Exploité en Afrique, escroqué en Suisse

Oswald Sigg

Là d'où il vient, il n'y a que deux partis: celui du gouvernement et l’autre. Mili­tant dans l'opposition, il a dû fuir son pays, et ce n'est pas un hasard s'il a choisi la Suisse démocratique pour terre d'exil. Posément, l'homme – appelons-le Yao Abole – décrit le destin du petit paysan dans son Afrique natale.

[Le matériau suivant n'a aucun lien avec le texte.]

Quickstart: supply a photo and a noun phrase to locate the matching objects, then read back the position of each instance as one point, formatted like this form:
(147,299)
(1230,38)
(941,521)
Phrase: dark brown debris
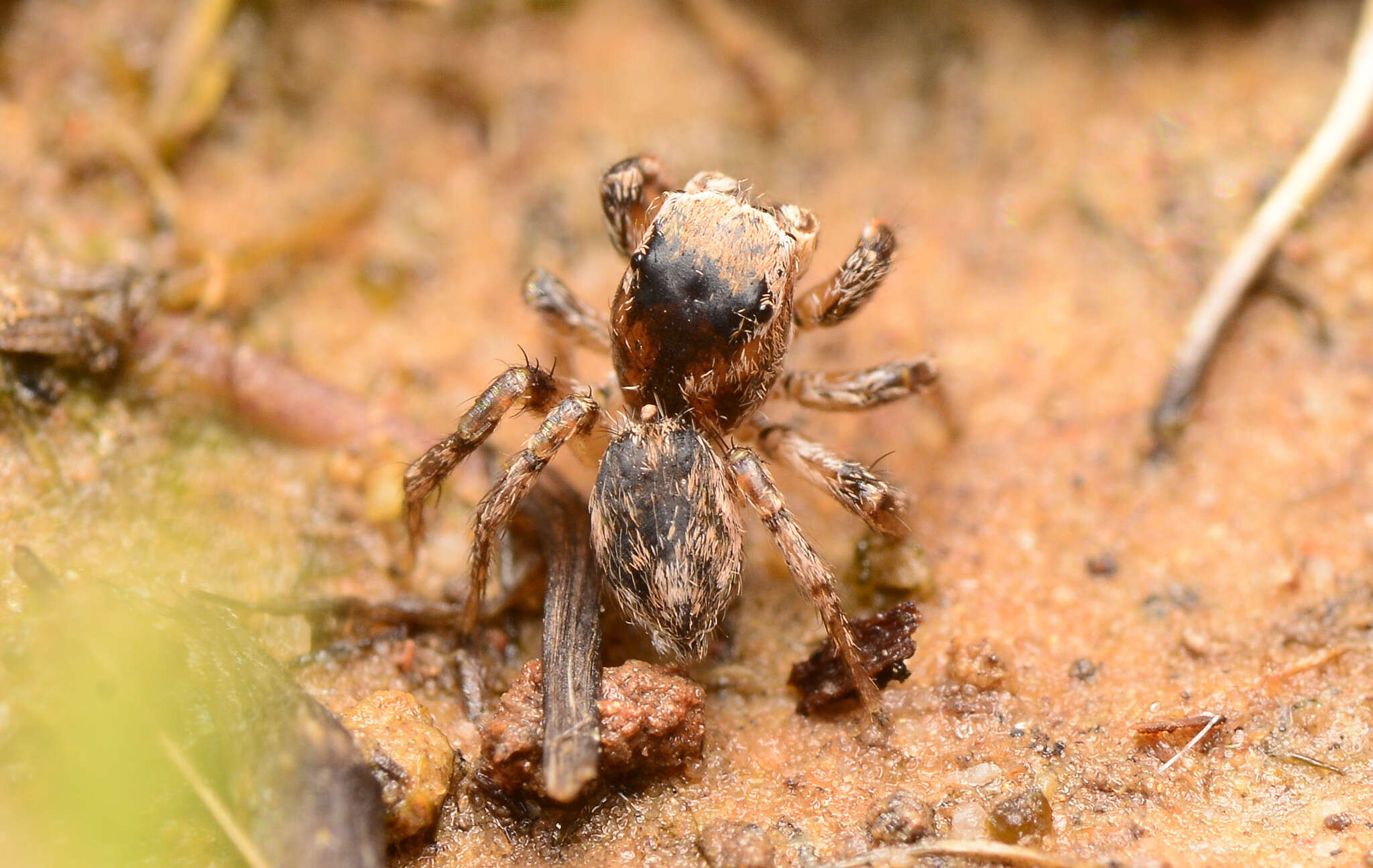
(901,818)
(1179,724)
(729,844)
(886,641)
(652,719)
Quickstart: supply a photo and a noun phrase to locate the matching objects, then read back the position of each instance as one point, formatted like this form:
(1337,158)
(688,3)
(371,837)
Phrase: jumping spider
(698,334)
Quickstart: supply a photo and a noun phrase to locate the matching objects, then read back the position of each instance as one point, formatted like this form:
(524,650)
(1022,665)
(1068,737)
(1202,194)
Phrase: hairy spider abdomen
(666,534)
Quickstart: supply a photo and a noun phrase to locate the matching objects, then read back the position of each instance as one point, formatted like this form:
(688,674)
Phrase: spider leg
(853,285)
(570,418)
(863,492)
(808,569)
(853,390)
(631,191)
(528,385)
(564,312)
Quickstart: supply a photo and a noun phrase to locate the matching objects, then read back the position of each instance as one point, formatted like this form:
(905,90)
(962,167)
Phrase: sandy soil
(1063,178)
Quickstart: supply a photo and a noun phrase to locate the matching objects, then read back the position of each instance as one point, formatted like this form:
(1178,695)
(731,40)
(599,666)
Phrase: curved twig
(978,851)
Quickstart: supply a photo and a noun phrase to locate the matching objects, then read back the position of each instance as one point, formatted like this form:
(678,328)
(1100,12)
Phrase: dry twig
(977,851)
(1332,146)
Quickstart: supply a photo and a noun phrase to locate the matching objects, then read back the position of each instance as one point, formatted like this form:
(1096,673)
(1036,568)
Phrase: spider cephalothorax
(698,334)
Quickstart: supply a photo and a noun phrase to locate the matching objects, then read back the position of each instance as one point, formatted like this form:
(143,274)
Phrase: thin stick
(1328,151)
(245,845)
(978,851)
(1215,719)
(571,639)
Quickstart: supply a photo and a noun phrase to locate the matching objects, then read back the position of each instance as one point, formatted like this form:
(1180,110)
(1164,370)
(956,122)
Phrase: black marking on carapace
(685,315)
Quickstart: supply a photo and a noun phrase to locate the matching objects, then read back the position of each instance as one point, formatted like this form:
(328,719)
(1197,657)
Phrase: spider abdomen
(666,534)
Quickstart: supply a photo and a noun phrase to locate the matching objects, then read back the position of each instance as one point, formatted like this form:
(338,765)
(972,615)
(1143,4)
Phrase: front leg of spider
(808,569)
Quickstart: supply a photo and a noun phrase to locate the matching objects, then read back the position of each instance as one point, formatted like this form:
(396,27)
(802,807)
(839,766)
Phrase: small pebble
(1337,823)
(1082,669)
(968,822)
(1022,818)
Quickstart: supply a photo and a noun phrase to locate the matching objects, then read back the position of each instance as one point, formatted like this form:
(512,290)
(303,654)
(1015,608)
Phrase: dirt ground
(378,178)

Il plante des céréales ou du coton selon des méthodes désuètes. Il utilise des engrais chimiques achetés avec des crédits de l'Etat à des multinatio­nales spécialisées dans le commerce de matières premières. Celles-là mêmes qui fixent aussi le prix des récoltes. Sensibles au climat et dénués de système d’irriga-tion, les champs donnent de mauvaises récoltes. Le paysan ne peut rembour­ser les crédits et s'endette. Mais voilà: quiconque doit de l'argent à l'Etat finit en pri­son! Pour échapper à la police, donc, beaucoup de paysans fuient dans le pays voi­sin où ils se perdent dans la masse infinie des chômeurs de la grande ville. La so­ciété sociale et solidaire en pleine déliquescence, "c'est la misère" constate amère­ment Yao.

Formé en tant qu'agronome-ingénieur à l'Université de Kharkov, dans l'ancienne Union soviétique, Yao veut changer ce système. Il montre aux paysans de sa région comment on obtient de meilleurs revenus avec des monocultures et la culture de lé­gumes. Avant de produire pour l'exportation, les paysans devraient d'abord pouvoir travailler pour subvenir à leurs besoins et à ceux de leurs familles. Yao s'engage aussi en politique et se présente aux élections sur une liste du parti d'opposition. On le jette en prison, mais il peut s'évader. Plusieurs de ses camarades de parti n’auront pas cette chance et seront tout simplement assassinés. En passant par un pays limi­trophe, Yao arrive en Suisse en 2005.

Travailler gratuitement

A Vallorbe, il demande l'asile politique, ce qu'il obtient après 7 mois. Plus tard, sa femme et ses enfants le rejoignent. Occasionnellement, il loue ses services à des paysans des environs et les aide au moment de la récolte. C'est une œuvre d'en­traide qui lui fournit ces jobs: le paysan paie l'organisation 12 francs par heure-per­sonne; de ce montant, Yao reçoit 4 francs. Une fois, il est engagé à titre temporaire pour un projet dans une haute école d'agriculture, avec l'idée qu'il y aurait peut-être ensuite un poste pour lui, l'agronome diplômé. Il travaille 5 mois gratuitement. A la fin du projet, la direction de l'école lui signifie avec regret que, de fait, huit autres candi­dats étaient en lice pour le poste libre.

Chercher du travail

Lui et sa famille sont soutenus aujourd'hui par le service d'aide sociale de leur com­mune de domicile à hauteur de 1'800 francs par mois. Yao cherche du travail depuis 5 ans, sa femme depuis 4 ans. Les deux filles aînées, au bénéfice d'une formation d'infirmière, ont souhaité faire une maturité pour aller ensuite à l'université. Mais l'en­trée au lycée leur a été refusée. Elles aussi cherchent du travail.

Le diplôme universitaire de Yao, délivré par une haute école de l'ex-URSS, n'a pas été tout-de-suite reconnu. Pour que la décision soit revue, Il a fallu que Yao fasse recours et explique aux fonctionnaires de l'autorité d'admission que l'Ukraine est le grenier à céréales de l'Europe et que les Suisses n'ont certainement pas inventé l'agriculture.

Il postule par écrit, se présente personnellement chez les paysans. Mais toujours, c'est le refus. Il recommence, postule encore. D'une manière ou d'une autre, Yao est pourtant confiant. «Il ne faut pas abandonner», dit-il, «on doit toujours espérer et lut­ter». Pour lui, le pire serait seulement que ses enfants viennent à perdre leur respect à l'égard de leurs parents.